К компании удильщиков примкнул отставной майор. Нарушив традицию, он надумал помыться в баньке в ночь под самое Рождество. За что и был наказан: сломал руку. Доктор наложил гипс, рекомендуя покой. Как же! Боевой пенсионер и дня не мыслил без рыбалки, да ещё в открытие сезона. Обмотав потеплее увечную руку, он победоносно ступил на ледовую рыбацкую тропу. Работать буром он, конечно, не мог. Внимательные соседи тут же насверлили ему несколько лунок,
а кто-то уступил свою: "Лови на здоровье!" С довольной улыбкой отставник выудил резвую плотицу, затем ещё одну, потом подлещика. Одной рукой выводить было несподручно, так он приспособился наматывать леску на гипс. Да, рыбалка — поистине целебная процедура, заживляющая любые раны, и телесные и душевные.

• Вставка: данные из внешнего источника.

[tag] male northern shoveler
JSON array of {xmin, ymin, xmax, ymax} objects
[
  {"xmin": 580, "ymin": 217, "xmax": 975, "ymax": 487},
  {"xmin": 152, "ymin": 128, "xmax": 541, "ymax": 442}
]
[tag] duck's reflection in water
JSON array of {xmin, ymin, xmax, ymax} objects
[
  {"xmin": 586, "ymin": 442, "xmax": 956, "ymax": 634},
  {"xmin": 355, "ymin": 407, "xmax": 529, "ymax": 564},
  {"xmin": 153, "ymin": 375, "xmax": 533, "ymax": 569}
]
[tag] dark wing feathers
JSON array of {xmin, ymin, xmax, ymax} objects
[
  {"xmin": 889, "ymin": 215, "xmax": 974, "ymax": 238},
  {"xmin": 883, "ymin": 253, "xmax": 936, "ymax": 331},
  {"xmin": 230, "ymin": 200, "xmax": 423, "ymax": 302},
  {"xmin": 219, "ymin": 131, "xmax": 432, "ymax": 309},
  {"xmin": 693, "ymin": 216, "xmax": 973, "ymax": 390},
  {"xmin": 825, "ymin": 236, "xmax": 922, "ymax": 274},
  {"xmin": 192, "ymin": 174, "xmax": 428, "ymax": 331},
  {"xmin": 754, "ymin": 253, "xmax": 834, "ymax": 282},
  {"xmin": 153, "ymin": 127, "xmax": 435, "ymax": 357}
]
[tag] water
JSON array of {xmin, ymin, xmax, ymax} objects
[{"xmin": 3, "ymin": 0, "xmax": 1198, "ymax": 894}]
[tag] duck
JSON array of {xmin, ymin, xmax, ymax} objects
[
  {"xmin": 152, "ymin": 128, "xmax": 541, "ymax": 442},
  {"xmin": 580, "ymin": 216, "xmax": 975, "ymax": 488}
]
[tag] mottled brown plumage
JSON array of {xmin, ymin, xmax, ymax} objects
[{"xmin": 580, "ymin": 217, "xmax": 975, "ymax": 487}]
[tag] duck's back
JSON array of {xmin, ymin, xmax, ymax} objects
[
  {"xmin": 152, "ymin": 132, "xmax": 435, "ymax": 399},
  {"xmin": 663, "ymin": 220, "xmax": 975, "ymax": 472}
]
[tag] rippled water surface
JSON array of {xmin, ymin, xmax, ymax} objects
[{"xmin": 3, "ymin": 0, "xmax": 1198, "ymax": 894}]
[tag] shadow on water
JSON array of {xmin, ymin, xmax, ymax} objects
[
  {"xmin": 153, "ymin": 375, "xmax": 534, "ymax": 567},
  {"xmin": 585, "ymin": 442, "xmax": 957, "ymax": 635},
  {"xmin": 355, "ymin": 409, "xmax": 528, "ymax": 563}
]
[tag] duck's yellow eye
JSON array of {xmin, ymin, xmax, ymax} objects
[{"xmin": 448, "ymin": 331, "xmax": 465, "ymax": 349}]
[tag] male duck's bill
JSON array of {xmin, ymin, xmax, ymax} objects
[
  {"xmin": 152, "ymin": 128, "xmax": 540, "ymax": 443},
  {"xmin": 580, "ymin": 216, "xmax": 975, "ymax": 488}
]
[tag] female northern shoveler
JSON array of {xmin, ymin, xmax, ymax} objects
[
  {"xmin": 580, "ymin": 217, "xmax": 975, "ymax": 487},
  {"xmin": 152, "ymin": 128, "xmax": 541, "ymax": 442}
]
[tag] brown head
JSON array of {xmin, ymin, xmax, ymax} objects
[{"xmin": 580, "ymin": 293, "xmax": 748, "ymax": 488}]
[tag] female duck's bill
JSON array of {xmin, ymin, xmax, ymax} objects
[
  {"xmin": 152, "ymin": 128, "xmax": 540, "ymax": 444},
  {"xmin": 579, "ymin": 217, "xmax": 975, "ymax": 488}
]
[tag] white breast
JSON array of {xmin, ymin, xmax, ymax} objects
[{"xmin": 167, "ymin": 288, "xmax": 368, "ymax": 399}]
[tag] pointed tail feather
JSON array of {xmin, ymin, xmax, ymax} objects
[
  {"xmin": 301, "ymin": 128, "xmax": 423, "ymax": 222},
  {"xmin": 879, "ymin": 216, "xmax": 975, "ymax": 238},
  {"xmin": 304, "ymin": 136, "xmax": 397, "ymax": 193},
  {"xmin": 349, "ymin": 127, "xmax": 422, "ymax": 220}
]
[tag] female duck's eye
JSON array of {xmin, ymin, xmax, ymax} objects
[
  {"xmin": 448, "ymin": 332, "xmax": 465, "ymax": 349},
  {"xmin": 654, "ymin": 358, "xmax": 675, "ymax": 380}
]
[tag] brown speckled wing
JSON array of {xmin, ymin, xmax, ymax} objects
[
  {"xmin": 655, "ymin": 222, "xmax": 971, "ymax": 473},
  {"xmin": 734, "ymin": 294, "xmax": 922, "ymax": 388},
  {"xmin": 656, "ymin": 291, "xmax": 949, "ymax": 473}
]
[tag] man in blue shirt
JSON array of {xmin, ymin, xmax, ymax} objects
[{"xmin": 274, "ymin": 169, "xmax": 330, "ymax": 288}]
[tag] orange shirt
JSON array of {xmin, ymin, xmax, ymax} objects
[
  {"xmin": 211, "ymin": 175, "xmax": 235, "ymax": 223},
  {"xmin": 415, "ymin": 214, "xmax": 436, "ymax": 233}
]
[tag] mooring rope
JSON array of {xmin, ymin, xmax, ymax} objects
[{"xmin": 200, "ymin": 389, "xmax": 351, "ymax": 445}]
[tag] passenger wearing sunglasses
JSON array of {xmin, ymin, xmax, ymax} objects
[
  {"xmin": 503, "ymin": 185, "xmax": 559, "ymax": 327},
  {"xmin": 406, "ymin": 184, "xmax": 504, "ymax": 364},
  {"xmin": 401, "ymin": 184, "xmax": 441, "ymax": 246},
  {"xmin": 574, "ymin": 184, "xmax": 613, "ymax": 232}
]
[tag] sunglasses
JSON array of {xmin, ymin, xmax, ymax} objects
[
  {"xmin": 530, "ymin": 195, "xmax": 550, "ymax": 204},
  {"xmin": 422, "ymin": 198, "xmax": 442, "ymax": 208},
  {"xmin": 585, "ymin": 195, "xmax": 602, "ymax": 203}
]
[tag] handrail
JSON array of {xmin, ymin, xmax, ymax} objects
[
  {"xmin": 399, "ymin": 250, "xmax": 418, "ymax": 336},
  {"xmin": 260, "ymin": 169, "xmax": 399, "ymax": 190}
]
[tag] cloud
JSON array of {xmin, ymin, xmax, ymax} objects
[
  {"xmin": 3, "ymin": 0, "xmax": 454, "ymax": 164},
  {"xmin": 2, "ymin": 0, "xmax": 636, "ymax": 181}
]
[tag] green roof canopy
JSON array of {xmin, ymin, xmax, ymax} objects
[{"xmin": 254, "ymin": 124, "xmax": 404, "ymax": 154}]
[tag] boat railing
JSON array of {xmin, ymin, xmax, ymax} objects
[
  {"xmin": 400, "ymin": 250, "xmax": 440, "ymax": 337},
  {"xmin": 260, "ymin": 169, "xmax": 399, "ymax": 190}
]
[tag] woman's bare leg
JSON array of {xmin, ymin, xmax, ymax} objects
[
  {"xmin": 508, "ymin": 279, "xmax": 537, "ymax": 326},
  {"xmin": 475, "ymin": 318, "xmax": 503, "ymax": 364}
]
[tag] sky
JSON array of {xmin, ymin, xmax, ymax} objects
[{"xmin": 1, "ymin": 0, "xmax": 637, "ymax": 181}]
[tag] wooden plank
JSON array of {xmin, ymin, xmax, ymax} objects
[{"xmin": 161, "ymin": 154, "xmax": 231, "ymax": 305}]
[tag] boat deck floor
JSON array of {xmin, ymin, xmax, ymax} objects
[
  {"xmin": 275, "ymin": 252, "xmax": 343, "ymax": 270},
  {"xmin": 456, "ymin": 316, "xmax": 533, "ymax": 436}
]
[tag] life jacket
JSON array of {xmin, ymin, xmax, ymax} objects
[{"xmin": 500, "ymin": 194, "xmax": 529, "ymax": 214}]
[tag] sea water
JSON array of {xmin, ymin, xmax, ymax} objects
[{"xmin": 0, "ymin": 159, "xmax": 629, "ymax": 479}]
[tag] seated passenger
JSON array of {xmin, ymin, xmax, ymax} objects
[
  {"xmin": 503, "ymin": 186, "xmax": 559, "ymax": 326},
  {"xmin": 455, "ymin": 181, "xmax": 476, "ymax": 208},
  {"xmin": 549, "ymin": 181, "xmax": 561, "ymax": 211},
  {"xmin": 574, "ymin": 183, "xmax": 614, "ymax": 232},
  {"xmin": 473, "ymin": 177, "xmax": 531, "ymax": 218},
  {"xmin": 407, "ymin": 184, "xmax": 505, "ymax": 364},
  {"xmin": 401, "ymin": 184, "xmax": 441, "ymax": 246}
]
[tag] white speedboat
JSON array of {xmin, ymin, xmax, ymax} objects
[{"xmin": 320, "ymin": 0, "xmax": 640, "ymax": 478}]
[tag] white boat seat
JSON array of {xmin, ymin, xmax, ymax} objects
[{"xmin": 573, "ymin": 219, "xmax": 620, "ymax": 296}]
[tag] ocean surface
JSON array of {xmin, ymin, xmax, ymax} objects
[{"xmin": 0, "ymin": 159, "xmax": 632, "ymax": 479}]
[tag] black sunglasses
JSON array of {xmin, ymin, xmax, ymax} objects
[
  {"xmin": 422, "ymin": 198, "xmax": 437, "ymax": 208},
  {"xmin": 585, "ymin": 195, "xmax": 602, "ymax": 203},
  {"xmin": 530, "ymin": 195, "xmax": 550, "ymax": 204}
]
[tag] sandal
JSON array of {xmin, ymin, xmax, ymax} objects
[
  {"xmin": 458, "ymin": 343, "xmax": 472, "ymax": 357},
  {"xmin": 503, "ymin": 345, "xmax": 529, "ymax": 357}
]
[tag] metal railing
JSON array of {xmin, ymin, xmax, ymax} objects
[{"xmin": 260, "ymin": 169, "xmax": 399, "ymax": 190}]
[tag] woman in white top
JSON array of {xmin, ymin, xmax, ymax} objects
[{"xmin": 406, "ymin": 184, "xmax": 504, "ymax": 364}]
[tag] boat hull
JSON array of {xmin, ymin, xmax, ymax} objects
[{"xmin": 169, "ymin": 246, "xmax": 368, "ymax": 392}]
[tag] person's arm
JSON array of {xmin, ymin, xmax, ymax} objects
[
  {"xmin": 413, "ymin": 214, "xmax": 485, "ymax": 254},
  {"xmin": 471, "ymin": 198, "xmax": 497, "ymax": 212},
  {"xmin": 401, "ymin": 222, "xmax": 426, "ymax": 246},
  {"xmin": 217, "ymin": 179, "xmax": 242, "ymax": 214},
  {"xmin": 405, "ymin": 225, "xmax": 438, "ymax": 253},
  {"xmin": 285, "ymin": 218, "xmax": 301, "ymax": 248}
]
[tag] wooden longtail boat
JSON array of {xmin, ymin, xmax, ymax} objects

Поддержать счастливого рыболова прибежал его пёс Жук, прозванный так за "жуковый" (чёрный) окрас. Пёсик уселся рядом и внимательно наблюдал за лункой. Добродушно виляя хвостом-калачиком, тычась мокрым носом в солдатский бушлат, он, как умел, подбадривал хозяина.
У мамы на крючке бойко извивается зелёный глазастый щурёнок. По бокам малыша зигзагом бегут ярко-жёлтые пестринки. С интересом разглядев изумрудного "карандашика", отпускаем с наказом: "Иди и без родителей не возвращайся!", намекая на его крупных родственников.
Рождество и святки на Заячьем порадовали всех. Искупавшаяся дама поймала крупную озёрную форель, "раненый" майор благополучно вывел леща. А маму теперь даже заядлые рыбаки уважительно приглашают половить: ведь рядом с ней удача обеспечена.